La joven brasileña entró esta semana al reality ¿Ganar o servir?, de Canal 13
Detalla que todo ese lugar es una preservación, no se puede matar animales ni pescar ni cortar un árbol ni tocar nada y es un terreno abierto.
Esta semana se vio en el programa de telerrealidad, que se graba en Perú, el ingreso de Julia Fernandes, la brasileña que estuvo en «Amor a prueba» (Mega) y «Doble tentación» (Mega) y que después, cuando pololeaba con Ignacio Lastra, se vio involucrada en el accidente de tránsito que dejó serias quemaduras al modelo. Ella es lo que relaciona al reality con «Pantanal».
«Me crié en las tierras de las anacondas y los cocodrilos (caimanes, en realidad). De hecho la teleserie Pantanal se grabó en las tierras de mi papá. Yo salía al patio y veía pura selva. Llevo al reality unas medicinas de donde vengo, una grasa de anaconda que usamos para dolores o heridas», fue parte de lo que contó Julia antes de entrar al reality, revelando un detalle desconocido de su infancia. Se sabía que era de esa zona de Brasil, pero no su directa relación con la teleserie noventera.
Julia nació en Campo Verde, municipio ubicado en el estado de Mato Grosso y donde viven sólo 30.000 personas. Se crió con un tío por el lado paterno y con sus primos, a poca distancia de su padre, quien tiene un terreno en el Gran Pantanal (o Pantanal), una llanura aluvial de más de 340.000 kilómetros cuadrados, más que todo el territorio de Italia.
Fernandes cuenta que «el Pantanal es una preservación, no se puede matar animales ni pescar ni cortar un árbol ni tocar nada y es un terreno abierto.

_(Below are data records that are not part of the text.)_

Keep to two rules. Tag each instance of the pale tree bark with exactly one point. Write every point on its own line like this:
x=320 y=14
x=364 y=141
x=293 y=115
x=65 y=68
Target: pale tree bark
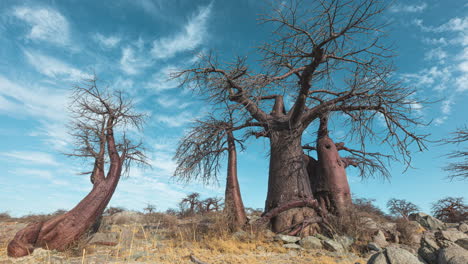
x=98 y=115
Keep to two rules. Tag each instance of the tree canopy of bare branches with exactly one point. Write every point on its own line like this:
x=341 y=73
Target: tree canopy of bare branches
x=459 y=168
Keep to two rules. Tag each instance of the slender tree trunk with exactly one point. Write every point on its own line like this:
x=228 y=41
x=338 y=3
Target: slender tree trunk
x=329 y=182
x=61 y=231
x=288 y=180
x=234 y=207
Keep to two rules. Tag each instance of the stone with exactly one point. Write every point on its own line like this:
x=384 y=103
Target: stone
x=427 y=221
x=241 y=236
x=379 y=239
x=462 y=243
x=292 y=246
x=345 y=241
x=333 y=246
x=451 y=235
x=463 y=227
x=394 y=255
x=373 y=246
x=453 y=255
x=287 y=239
x=428 y=249
x=107 y=239
x=368 y=223
x=311 y=242
x=127 y=218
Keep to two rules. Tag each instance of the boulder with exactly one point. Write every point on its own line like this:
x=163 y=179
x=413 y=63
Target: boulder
x=463 y=227
x=462 y=243
x=451 y=235
x=107 y=239
x=287 y=239
x=345 y=241
x=394 y=255
x=427 y=221
x=292 y=246
x=373 y=246
x=379 y=239
x=428 y=249
x=333 y=246
x=453 y=255
x=311 y=242
x=127 y=218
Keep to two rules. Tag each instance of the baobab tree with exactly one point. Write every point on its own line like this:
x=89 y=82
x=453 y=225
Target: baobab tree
x=458 y=168
x=199 y=155
x=327 y=57
x=100 y=120
x=401 y=207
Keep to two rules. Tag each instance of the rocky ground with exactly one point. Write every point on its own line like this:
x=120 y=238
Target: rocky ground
x=127 y=237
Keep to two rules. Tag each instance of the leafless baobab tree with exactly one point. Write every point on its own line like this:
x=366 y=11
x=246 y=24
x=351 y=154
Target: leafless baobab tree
x=200 y=153
x=100 y=120
x=458 y=168
x=325 y=56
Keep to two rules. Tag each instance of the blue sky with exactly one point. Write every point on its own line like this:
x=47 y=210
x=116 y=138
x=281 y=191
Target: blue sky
x=47 y=46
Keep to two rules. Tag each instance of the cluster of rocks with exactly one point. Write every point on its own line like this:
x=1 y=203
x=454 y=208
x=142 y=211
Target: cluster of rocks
x=439 y=243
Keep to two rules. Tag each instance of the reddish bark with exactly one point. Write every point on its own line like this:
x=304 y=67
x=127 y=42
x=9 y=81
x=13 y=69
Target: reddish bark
x=59 y=232
x=328 y=180
x=234 y=207
x=288 y=179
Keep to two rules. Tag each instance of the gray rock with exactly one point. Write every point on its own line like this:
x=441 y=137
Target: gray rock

La tierra de mi papá es en una zona donde se puede plantar soya, pero el resto es una tierra que no sirve de nada, no la puedes tocar», explica la joven de 29 años.
Julia cuenta que ella no tiene recuerdos de los meses en que se grabó la teleserie porque ella no había nacido y sobre el terreno de su padre, confiesa. «No sé cuánto mide, pero es un terreno grande. Tengo poco contacto con mi papá ahora», aclara ella.

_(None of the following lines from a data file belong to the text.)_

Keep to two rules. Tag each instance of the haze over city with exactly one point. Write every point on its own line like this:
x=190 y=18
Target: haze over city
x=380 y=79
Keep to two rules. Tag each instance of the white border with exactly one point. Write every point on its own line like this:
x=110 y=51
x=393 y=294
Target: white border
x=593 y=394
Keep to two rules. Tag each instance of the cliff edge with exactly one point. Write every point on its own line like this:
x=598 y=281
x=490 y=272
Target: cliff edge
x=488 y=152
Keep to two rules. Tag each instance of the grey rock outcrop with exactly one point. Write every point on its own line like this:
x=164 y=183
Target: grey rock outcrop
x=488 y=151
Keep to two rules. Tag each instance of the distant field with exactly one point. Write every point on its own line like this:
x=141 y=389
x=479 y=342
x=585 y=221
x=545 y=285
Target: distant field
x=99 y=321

Fernandes vivió hasta los 15 años en ese lugar. Un amigo del colegio se dedicaba al modelaje y la invitó a acompañarlo a su agencia. «Me fui directo a Sao Paulo y me deslumbré con la ciudad, de donde yo venía no había nada de eso», recuerda Julia.
Pese a que hace 14 años dejó el Mato Grosso, Fernandes vuelve a esa zona de tanto en tanto, porque allá vive su familia y cuenta que no ha tenido cruces, cara a cara, con animales peligrosos, más allá de un caimán cruzando la carretera (video). «Sólo he tenido encuentros normales con animales de la selva. Cruzan la calle, nunca atacan, tienen miedo del ruido», explica ella.
Sobre la grasa de anaconda, que según contó llevó al reality, Julia cuenta que «sirve de medicina para heridas. A los realities también llevo grasa de cordero para lo mismo, se la daba a los chicos. Los indios hacen ese remedio, simplemente cazan anacondas y les sacan la grasa y la venden. Nosotros vamos a sus tribus y se la compramos o hacemos trueque», explicó.
Cristiana Oliveira ya tiene 60 años. Tenía 27 cuando grabó «Pantanal», que fue su segundo trabajo y después de eso posó para la revista «Playboy» y se mantuvo trabajando como actriz hasta 2019. En 2022 realizó un pequeño cameo en la nueva versión de la mítica teleserie que hizo la red Globo y que no tuvo la misma repercusión que la original. En el plano personal, se casó tres veces y tiene dos hijas. Primero estuvo con el fotógrafo André Wanderley, con quien tuvo a Rafaella (38).